I wrote briefly about Old Sam, Laurence Sams, the “can man” of Tate Street in Greensboro NC recently. I found my copy of the article written by Jim Schlosser of the Greensboro News & Record and together with the article and my many memories of Old Sam, decided to write more about him. Thousands of students at UNCG and many others encountered Old Sam at Tate Street Coffee or hanging out along Tate Street or just driving by. Sams could be seen from early in the morning to early evening collecting cans and walking continuously in the area. Sams did not need a weight loss program. Many a morning I would arrive at Tate Street Coffee Shop and be seated at the coveted front window seat. Old Sam would often arrive by 7:30 and look up at me and almost always comment about the weather. He was a man of few words, but sometimes he would pause for a few seconds and converse. What impressed me about Old Sam was not the talk but how he kept on keeping on in all kinds of weather, from extreme heat to cold. His perseverance was inspiring. There are a lot of UNCG (University of North Carolina at Greensboro) graduates out there and I am sure there are many memories of Old Sam with you. However, most of you do not know the rest of the story.

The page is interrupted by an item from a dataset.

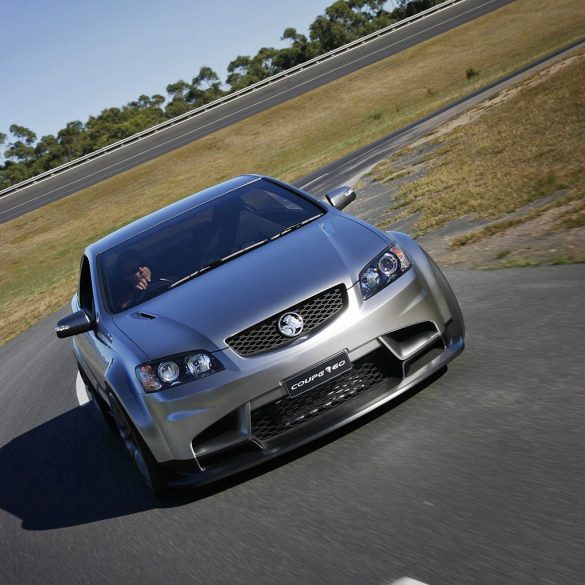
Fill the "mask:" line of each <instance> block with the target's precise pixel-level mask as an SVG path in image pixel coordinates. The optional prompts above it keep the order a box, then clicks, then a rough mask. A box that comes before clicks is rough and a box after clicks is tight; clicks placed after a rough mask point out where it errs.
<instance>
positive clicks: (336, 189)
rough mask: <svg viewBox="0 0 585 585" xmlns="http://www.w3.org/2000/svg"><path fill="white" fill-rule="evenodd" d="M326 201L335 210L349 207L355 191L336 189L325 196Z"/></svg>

Old Sam, Laurence Sams, grew up on a farm near Danville Virginia. He served in the army and worked for a lumber company. He collected cans when he had a job and continued when the company shut down. He attended First Baptist Church on Friendly Avenue and many Sunday mornings I would see him walking there. Sams lived simply and owned no car. Debra Craig bought the old house with apartments in 1985 that Sams lived in. She sold the house in 2000 but with the stipulation that he have a lifetime right to live there. She would bring him takeout meals from time to time. David Taylor, another fine human being, gave Sams a coat and kept an eye on him.

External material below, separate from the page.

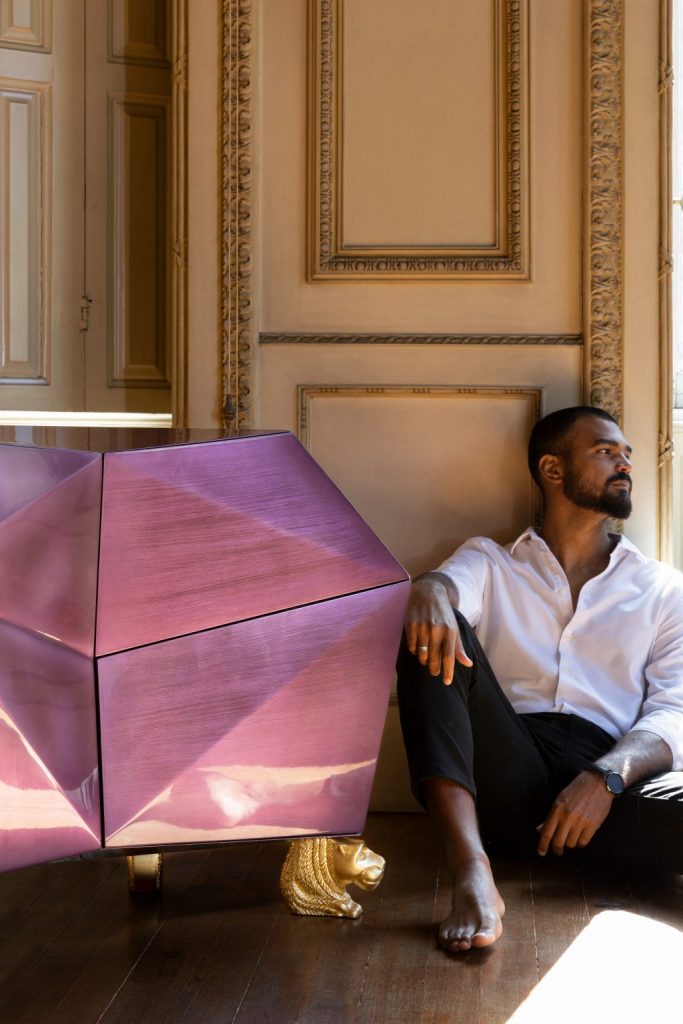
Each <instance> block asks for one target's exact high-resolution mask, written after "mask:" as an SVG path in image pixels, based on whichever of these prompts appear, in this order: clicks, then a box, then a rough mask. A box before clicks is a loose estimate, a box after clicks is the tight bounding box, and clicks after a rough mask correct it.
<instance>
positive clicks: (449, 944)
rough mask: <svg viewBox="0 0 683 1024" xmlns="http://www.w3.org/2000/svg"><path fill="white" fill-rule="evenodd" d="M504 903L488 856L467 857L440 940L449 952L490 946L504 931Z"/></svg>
mask: <svg viewBox="0 0 683 1024" xmlns="http://www.w3.org/2000/svg"><path fill="white" fill-rule="evenodd" d="M504 913H505V903H504V902H503V900H502V899H501V894H500V893H499V891H498V889H497V888H496V883H495V882H494V876H493V874H492V870H490V866H489V864H488V859H487V858H486V857H479V858H476V859H474V860H469V861H466V862H465V864H463V865H462V866H461V867H460V868H459V870H458V874H457V878H456V882H455V883H454V887H453V909H452V910H451V913H450V914H449V916H447V918H446V919H445V921H444V922H442V923H441V925H440V926H439V930H438V944H439V946H441V948H442V949H445V950H446V951H447V952H452V953H455V952H460V951H461V950H463V949H471V948H472V946H475V947H477V948H479V947H481V946H489V945H492V943H494V942H495V941H496V939H498V938H500V935H501V933H502V931H503V922H502V920H501V919H502V916H503V914H504Z"/></svg>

Old Sam was found dead by another good person, Bob Beerman, who helped him. Sams had the flu and Bob came to remind him of a doctor’s appointment. Beerman found Sams sprawled on the floor. Sams was 79. He had looked weaker in recent months.
Many lives were touched by this simple man. I can still remember that unpretentious grin. Many people thought that he was poor because he lived simply, but he left an estate. However, his biggest legacy is the lives he touched and the example of perseverance that he gave us.